La edad promedio para adquirir una vivienda en México pasó de 29 a 39 años en las últimas tres décadas. Según un reporte de El Economista, este retraso patrimonial obedece a factores como ingresos limitados, altos costos de construcción, escasez de inventario asequible y cambios demográficos que han modificado el perfil del comprador. Ignacio Torres, cofundador y CEO de 4S Real Estate, destacó durante la Cumbre Inmobiliaria 2025 que en 2018 la edad promedio era de 32 años y hoy alcanza los 39.

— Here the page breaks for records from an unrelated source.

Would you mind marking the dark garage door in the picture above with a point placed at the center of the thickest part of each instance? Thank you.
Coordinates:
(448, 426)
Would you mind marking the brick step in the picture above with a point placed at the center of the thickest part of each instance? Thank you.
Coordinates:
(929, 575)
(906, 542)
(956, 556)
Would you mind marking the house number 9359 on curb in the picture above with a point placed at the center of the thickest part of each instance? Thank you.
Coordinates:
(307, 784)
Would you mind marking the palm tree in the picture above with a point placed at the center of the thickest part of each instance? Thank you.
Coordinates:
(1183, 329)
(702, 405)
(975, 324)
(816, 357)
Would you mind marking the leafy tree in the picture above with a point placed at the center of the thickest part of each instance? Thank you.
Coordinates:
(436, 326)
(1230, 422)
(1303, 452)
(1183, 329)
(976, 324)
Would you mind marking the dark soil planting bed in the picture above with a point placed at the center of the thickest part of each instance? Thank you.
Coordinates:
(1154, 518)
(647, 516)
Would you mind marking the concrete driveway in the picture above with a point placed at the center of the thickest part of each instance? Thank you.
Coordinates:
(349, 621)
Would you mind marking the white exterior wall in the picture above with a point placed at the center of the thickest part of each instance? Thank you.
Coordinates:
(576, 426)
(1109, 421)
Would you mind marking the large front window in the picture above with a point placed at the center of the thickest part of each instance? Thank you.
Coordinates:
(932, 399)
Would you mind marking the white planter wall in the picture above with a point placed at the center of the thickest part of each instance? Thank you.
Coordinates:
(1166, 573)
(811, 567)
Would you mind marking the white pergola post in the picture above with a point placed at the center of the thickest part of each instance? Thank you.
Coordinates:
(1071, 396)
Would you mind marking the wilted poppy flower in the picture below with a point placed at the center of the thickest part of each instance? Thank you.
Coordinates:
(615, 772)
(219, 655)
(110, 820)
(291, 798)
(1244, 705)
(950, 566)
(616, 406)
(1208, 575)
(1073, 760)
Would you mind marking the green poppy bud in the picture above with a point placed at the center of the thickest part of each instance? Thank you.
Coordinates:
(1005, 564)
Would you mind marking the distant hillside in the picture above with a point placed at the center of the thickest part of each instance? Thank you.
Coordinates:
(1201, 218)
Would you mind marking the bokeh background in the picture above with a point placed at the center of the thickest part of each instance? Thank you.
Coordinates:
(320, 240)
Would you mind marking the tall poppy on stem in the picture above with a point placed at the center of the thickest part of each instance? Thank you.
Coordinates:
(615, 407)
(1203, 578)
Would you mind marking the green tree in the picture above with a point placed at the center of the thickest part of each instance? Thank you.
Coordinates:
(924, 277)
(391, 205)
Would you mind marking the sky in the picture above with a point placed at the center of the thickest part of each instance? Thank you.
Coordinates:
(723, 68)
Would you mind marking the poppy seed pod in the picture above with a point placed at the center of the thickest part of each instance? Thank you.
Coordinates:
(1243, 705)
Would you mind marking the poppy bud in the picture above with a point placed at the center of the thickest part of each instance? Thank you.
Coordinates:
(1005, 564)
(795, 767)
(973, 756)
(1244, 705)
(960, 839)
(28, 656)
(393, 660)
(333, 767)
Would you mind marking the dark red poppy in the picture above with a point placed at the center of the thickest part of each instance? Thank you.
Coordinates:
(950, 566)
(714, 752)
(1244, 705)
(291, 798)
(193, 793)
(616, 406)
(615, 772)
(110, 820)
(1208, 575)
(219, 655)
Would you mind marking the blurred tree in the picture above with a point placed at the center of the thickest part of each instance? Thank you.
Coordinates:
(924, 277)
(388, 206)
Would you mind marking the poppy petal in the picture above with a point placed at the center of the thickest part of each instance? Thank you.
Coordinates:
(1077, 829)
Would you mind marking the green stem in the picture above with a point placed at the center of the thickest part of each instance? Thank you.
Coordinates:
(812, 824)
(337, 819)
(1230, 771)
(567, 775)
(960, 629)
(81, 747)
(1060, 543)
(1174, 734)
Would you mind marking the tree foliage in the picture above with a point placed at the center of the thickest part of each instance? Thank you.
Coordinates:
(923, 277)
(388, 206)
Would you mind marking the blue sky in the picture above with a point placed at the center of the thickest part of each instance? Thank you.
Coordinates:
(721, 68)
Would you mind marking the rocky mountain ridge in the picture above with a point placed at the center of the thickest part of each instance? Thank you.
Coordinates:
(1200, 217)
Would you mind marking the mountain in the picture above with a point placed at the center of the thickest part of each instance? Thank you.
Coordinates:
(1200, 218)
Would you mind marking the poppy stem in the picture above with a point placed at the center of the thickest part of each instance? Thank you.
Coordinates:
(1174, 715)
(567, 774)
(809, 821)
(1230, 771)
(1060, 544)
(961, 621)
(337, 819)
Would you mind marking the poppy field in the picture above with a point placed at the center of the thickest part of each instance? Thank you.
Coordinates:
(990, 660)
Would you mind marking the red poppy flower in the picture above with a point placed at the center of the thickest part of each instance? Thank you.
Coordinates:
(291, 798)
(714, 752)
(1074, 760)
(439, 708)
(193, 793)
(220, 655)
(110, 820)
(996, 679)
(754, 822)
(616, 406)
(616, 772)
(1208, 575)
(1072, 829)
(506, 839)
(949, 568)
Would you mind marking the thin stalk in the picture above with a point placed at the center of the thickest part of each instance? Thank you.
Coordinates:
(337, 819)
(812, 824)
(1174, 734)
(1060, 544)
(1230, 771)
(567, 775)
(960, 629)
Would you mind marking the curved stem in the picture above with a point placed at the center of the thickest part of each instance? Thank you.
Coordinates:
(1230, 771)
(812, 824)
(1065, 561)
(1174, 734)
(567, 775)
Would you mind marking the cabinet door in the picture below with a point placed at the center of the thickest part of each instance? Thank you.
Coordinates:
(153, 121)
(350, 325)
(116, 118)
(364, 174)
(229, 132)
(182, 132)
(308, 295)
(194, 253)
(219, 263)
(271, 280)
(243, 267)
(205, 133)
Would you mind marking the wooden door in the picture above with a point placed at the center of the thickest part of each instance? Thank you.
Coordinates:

El encarecimiento de la vivienda no solo responde a los materiales o la mano de obra, incluso en estados históricamente accesibles como Durango, el precio promedio ya superó el millón de pesos, lo que cierra la última puerta a la vivienda considerada “económica”. Además, de acuerdo con la Sociedad Hipotecaria Federal, el precio promedio nacional en 2025 se ubica en 1.8 millones de pesos, con un crecimiento anual del 8.2%.
En este sentido, los millennials y la generación Z deberán prolongar su vida laboral antes de acceder a un patrimonio propio. Según el informe Situación habitacional de las personas jóvenes en México de la Conavi, más del 40% de los hogares jóvenes viven en condición de renta, con una carga desproporcionada sobre sus ingresos mensuales.
Según las cifras al menos un tercio del salario mínimo se destina al pago de rentas en México, lo que deja a millones de familias con poca capacidad de ahorro para aspirar a un crédito hipotecario. En ciudades como Ciudad de México o Querétaro, la proporción puede llegar hasta el 37% de los ingresos. La renta se ha convertido en una solución temporal que también resulta insostenible.